When training a neural network model for image recognition, it usually resizes the training images into the same size, e.g. 512x512 or 224 x 224.
For a fully connected network, as the number of neurons for each layer is specified, the input images need to be in the same size to fit the network.
For a convolutional neural network, it actually doesn't require the images to all in the same size.
The convolution operation simply applies filters on an image and outputs into a feature map. If the input image size is bigger, it just means the output feature map is bigger too. The convolution operations and pooling operations are not bind to a certain size of image.
However for a training process, it needs to calculate the Loss. So if using different sizes of images for training and thus getting different sizes of outputs, make sure the loss calculation function can handle it. E.g. comparing a ground truth in dimensions m by n to a prediction in dimensions w by h.

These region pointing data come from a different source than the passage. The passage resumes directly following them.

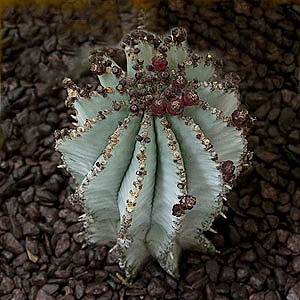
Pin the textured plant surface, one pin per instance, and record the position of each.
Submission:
(155, 148)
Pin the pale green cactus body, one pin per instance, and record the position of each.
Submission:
(154, 151)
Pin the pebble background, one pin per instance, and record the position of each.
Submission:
(42, 254)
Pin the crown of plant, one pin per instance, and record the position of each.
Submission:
(155, 148)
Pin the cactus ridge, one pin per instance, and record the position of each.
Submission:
(155, 148)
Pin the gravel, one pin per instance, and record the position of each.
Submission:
(42, 253)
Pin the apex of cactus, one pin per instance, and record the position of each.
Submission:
(155, 148)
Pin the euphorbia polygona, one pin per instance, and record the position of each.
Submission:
(155, 149)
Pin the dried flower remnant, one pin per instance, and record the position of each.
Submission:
(155, 149)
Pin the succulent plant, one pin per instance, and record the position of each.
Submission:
(155, 148)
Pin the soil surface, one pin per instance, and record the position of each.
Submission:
(42, 253)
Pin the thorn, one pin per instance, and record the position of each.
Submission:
(113, 248)
(212, 230)
(223, 215)
(228, 187)
(123, 280)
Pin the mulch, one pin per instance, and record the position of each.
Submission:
(42, 253)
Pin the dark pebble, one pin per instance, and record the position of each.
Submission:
(257, 281)
(50, 44)
(237, 291)
(42, 295)
(156, 288)
(10, 243)
(63, 244)
(79, 289)
(97, 288)
(212, 269)
(293, 243)
(7, 285)
(30, 229)
(280, 276)
(50, 288)
(227, 274)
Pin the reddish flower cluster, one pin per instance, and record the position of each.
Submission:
(241, 119)
(227, 169)
(186, 202)
(159, 62)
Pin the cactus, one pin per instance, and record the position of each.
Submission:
(154, 149)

Usually people still use same size training images due to a few reasons:
1. A loss function expects same size of ground truth and prediction
2. Mini batch training expects every image in a mini batch to have the same size
3. Resizing is required anyway. Make sure the input size is dividable by some number depending how many pool layers are there. e.g. there are 5 2x2 maxpool with stride 2, it means the image size will be reduced to 1/32. Then make sure the input image size is dividable by 32.

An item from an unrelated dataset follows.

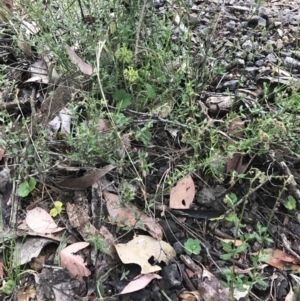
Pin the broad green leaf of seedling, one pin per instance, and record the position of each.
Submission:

4. random cropping is required anyway. usually people randomly crop images into smaller images to enrich the training dataset.
5. There is fully connected layer which takes a fixed number of input neurons, so need to make sure the input image's size fits.

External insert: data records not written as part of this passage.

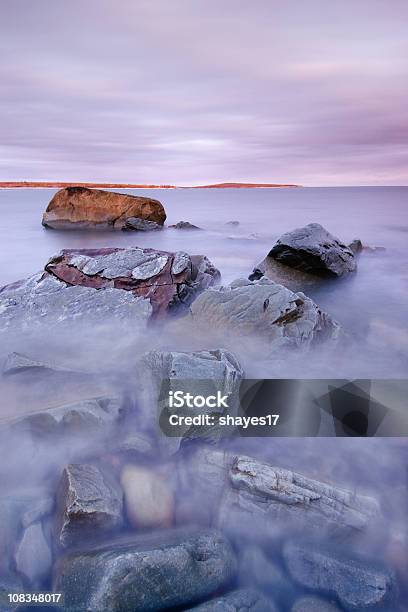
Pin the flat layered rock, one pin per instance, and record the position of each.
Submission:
(167, 280)
(359, 584)
(277, 497)
(241, 600)
(83, 208)
(267, 310)
(156, 572)
(314, 250)
(88, 503)
(198, 373)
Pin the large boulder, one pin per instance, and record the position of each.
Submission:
(359, 584)
(155, 572)
(241, 600)
(83, 208)
(314, 250)
(201, 373)
(168, 280)
(89, 503)
(265, 310)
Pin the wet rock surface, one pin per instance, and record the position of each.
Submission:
(242, 600)
(88, 502)
(267, 310)
(359, 584)
(154, 572)
(83, 208)
(314, 250)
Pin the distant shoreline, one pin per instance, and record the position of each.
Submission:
(60, 185)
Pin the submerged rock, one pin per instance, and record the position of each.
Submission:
(88, 503)
(267, 310)
(149, 499)
(140, 225)
(242, 600)
(33, 555)
(83, 208)
(184, 225)
(310, 603)
(167, 280)
(359, 584)
(266, 498)
(314, 250)
(155, 572)
(199, 373)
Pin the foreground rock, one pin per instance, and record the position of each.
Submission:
(83, 208)
(199, 373)
(267, 310)
(88, 503)
(154, 572)
(314, 250)
(149, 499)
(168, 280)
(249, 497)
(242, 600)
(101, 286)
(358, 584)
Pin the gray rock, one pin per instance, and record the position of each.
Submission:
(84, 417)
(88, 503)
(258, 570)
(356, 246)
(185, 225)
(313, 249)
(359, 584)
(43, 301)
(141, 225)
(199, 373)
(310, 603)
(155, 572)
(242, 600)
(33, 556)
(267, 311)
(264, 498)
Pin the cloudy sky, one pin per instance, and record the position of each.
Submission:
(199, 91)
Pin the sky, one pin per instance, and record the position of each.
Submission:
(201, 91)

6. make sure the input image is big enough in case it is reduced to 0 size after a few layers of conv / pooling.
Considering all the above reasons, it is just easier and neater to preprocess training images into the same fixed size.
For a testing process, if no fully connected layer is there to constrain the size, big enough image in any size works. It just means the prediction (e.g. text recognition score map) is bigger when the input image is bigger.